I might as well have thrown a live grenade into the center of the table. “
What?
” Bryce burst out, while Allegra shook her head, saying, “That’s impossible!”, and Margot stared at me as if she’d never seen me before.

“It’s true,” I said. “That’s what we found out when we went to California. My mother was shacked up with a Wilcox out there. End result: me.”

The words came out sharper-edged, more flippant than I had intended. Probably because the mystery of why my father had gone there at all, and had sought out Sonya McAllister, still hadn’t been explained. It chafed at me, stirred up emotions I wasn’t sure I wanted to analyze.

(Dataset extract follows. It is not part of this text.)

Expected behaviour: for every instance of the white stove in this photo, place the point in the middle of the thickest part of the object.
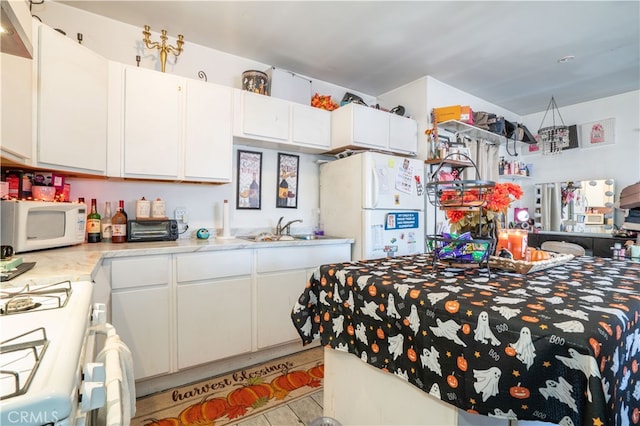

All my life I’d wanted to know who my father was, but finding the truth had only caused more problems.

Finally, Margot spoke. “This — you must be mistaken.”

“No mistake,” Lucas said quietly, this time sounding quite sober, unlike his usual ebullient self. “Andre Wilcox left Flagstaff a little more than twenty-two years ago, and no one’s seen him since. The timeline fits. Not that Angela’s mother would have known. She thought his name was Andre Williams.”

“So he lied to her. Typical,” Bryce said.

“Enough,” I told him, sending him what I hoped was my best
prima
stare. It seemed to work; he subsided and pushed up against the back of his chair, as if to create a little more distance between us. “Yes, it turns out I’m half Wilcox. Ironic, isn’t it? Here you’ve been doing your damnedest to keep me here in Jerome, away from the Wilcox clans, and it turns out you both have an equal claim.”

“Not entirely equal,” Allegra said in her sweet voice.

Everyone turned toward her.

As if unsettled by being the center of attention, she reached up to smooth a wisp of flyaway hair from her forehead. “It may be true that you are half Wilcox, but you are also the
prima
of the McAllisters. That means our claim is the stronger one. You can’t just…abandon us.”

“Did I say anything about abandoning you?” I replied, irritated. “All I’m saying is that you have to accept that I’ll be here part of the time and in Flagstaff part of the time. Even if there’s some crisis, it’s only a little more than an hour to get here. It’s not like I’m buying a flat in Paris or something.”

“And what happens afterward?” Bryce asked.